Have you missed me here? April may not be the "cruellest month" as Eliot suggests, but it can be the busiest. This past month, along with my usual Poem a Day Challenge on Poetic Asides, I have also participated in the A to Z Blogging Challenge on my other site Alabama Tarheel. In my spare time, I've been grading essays--dozens, maybe hundreds, here as the semester winds down.
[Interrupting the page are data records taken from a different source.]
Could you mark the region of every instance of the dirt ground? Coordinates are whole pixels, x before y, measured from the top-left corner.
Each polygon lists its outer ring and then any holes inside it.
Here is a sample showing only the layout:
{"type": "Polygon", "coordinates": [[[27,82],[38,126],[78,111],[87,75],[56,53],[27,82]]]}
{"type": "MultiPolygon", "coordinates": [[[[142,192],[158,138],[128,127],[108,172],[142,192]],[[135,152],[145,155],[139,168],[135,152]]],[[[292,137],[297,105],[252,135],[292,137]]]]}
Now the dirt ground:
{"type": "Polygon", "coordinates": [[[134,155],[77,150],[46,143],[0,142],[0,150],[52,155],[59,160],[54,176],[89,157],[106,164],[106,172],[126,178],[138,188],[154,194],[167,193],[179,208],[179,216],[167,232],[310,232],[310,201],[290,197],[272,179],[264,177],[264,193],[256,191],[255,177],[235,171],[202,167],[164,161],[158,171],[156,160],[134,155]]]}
Don't worry, though; I have been reading too. I encountered something new, too. I decided to listen to Stephen L. Carter's The Emperor of Ocean Park, and I found it an intriguing story. Somehow, though, I lost threads of the narrative or couldn't quite figure out a character's significance. Only when I reached the end, when the reader thanked me for listening and gave credits to whoever was responsible for the condensed adaptation. Aha! I had just listened to something less than what the author intended. No wonder I had questions. I had that feeling one gets when trying to keep up with a movie's story line while doing laundry, dishes, answering the phone.
I liked the main character, a law professor, married to a woman with sights set on a judge's seat, fathered by a judge, all part of what he calls "The Dark Nation." After his father's death, a variety of individuals insist he knows his father's "arrangements"--obviously not referring to his funeral arrangements. The back story includes the death of a younger sister, the victim of a hit and run driver. His father had been tormented by the culprit's escape, for a time falling under the control of alcohol and anger.
Misha, the protagonist, ends up chasing the trail, trying to avoid the "bad guys" and the "good guys--but not the great guys," all of whom want what he can't even find. Meanwhile, he's trying to deal with a rocky marriage (much of which must have been cut) and to be a good father to his young son.